Eventual-Inc/Daft

Add a .list.apply() expression

Opened this issue · 1 comments

Would apply a function on each element in the list

Example:

df = daft.from_pydict({"a": [["HeLLo WoRlD", "Hi", "WelCoMe"], ["tO", "a New WoRlD"]]})
df.with_column("b", col("a").list.apply(element().str.lower())).select("b").show()

Expected output:

╭─────────────╮
│ b           │ 
│ ---         │
│ List[Struct[value: Utf8, count: Int32]] │
╞═════════════╡
│ [["hello world", "hi", "welcome"]]   │
├╌╌╌╌╌╌╌╌╌╌╌╌╌┤
│ ["to", "a new world"]   │
╰─────────────╯

(Showing first 2 of 2 rows)

Two APIs come to mind for me:

col("a").list.apply(daft.element().str.lower())
col("a").list.apply(lambda el: el.str.lower())
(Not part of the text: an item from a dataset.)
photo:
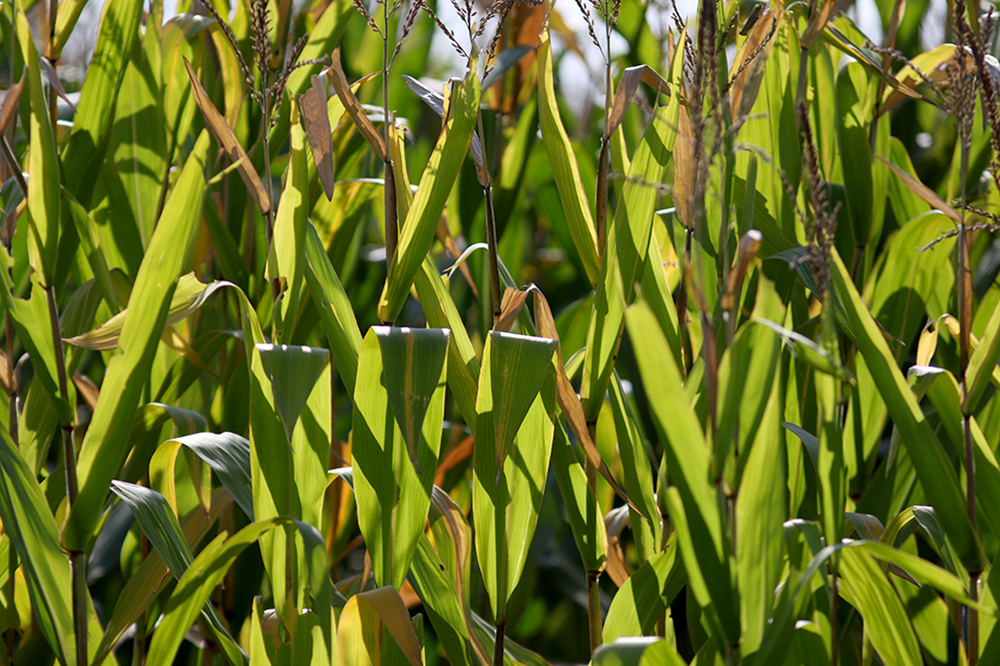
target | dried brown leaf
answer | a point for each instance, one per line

Also maybe we want to use a different name than apply, since that's already how we do single-row UDFs? Other names that might be good:

  1. I think Polars uses .eval
  2. Maybe .list.map? Since Python has the concept of mapping data.

I'm also in favor of throwing an error in the case of an aggregation expression being provided (e.g. .list.map(lambda x: x.sum())). This makes the most sense maybe if paired with .list.map since it has a strong connotation of preserving output cardinality...

@universalmind303 could you take this issue?